The account login and reset security is further enhanced by random partial pattern recognition authentication, where the authentication server never challenges the user to provide the full secret pattern (authentication code such as a password, PIN, or graphical pattern), but instead requests a session-specific random subset of the secret pattern ("One Time Pattern"(TM) (OTP)). This significantly reduces the credential's entropy leakage and renders one-time authentication responses difficult to compromise, protecting users' credentials against phishing, key logging, brute force, Trojan horse and other spyware attacks. Moreover, the method's virtual reference grid and the scalable combinatorial capacity of the secret pattern provide high security against guessing attacks, while delivering a simple and more engaging user experience.

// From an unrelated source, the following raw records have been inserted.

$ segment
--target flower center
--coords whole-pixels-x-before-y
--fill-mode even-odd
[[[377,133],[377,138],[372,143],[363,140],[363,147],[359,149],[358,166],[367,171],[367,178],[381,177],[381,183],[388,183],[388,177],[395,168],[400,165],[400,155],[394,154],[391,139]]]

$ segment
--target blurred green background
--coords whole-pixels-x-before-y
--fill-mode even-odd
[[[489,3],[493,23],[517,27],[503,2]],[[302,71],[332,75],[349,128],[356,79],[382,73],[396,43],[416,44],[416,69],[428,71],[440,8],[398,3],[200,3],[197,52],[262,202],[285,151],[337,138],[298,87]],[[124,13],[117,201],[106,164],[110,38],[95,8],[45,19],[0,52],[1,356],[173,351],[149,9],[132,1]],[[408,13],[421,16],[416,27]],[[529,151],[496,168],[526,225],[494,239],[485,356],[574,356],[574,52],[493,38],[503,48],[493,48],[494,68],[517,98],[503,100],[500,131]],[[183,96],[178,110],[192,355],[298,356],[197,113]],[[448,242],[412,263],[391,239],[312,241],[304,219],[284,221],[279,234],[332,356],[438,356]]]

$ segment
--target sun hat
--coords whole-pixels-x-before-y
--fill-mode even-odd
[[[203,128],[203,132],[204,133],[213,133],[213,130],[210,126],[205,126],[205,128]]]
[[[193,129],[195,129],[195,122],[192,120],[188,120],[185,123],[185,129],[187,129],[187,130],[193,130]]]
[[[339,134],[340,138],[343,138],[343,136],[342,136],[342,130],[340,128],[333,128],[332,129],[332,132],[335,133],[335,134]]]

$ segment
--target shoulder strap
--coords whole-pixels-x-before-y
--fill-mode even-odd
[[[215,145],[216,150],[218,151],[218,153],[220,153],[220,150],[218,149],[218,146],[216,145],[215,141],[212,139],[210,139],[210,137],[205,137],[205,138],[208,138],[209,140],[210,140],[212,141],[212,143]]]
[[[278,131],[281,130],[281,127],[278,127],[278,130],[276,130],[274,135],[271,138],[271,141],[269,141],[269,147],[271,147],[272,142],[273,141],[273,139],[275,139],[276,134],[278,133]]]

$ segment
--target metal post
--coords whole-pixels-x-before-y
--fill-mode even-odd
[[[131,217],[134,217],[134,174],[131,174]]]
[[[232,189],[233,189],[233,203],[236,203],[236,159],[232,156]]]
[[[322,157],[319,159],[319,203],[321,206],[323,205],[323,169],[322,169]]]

Authernative's patented system also provides multi-tier account set-up security options including temporary credentials, out-of-band delivery, and account release options. Additionally, the system logs all account administration and authentication events enabling automatic or human monitoring to detect unusual account administration activity, conduct forensic research, and meet regulatory compliance. This patent adds to the protected intellectual property and technology foundation for the company's AuthGuard(R) user authentication product.
AuthGuard(R) offers a suite of one-factor, layered, and multi-factor authentication to meet a variety of security and usability requirements. AuthGuard(R) user authentication is electronically mass deployable, has scalable security, high usability, low total cost of ownership, and efficient integration/customization options with legacy environments. The product provides fully automated operation modes for secure login, set-up, and reset of all AuthGuard(R) authentication methods including enhanced password, graphical password, one-time challenge one-time response, out-of-band, one-time pin, and secure in-band authentication. The AuthGuard(R) crypto security of data-in-transit and data-at-rest is assured by the CrosSecure(R) Authernative(R) Cryptographic Module that has been FIPS 140-2 certified by the National Institute of Standards and Technology (USA).
Authernative's granted patent solidifies the company's ability to provide innovative, secure and cost-effective user authentication solutions. With identity theft, cyber crime, and data breaches escalating to an all time high, enterprises, government agencies, online service providers, and consumers can benefit from the AuthGuard(R) authentication product to secure access to networks, extranets, portals, applications, data and devices.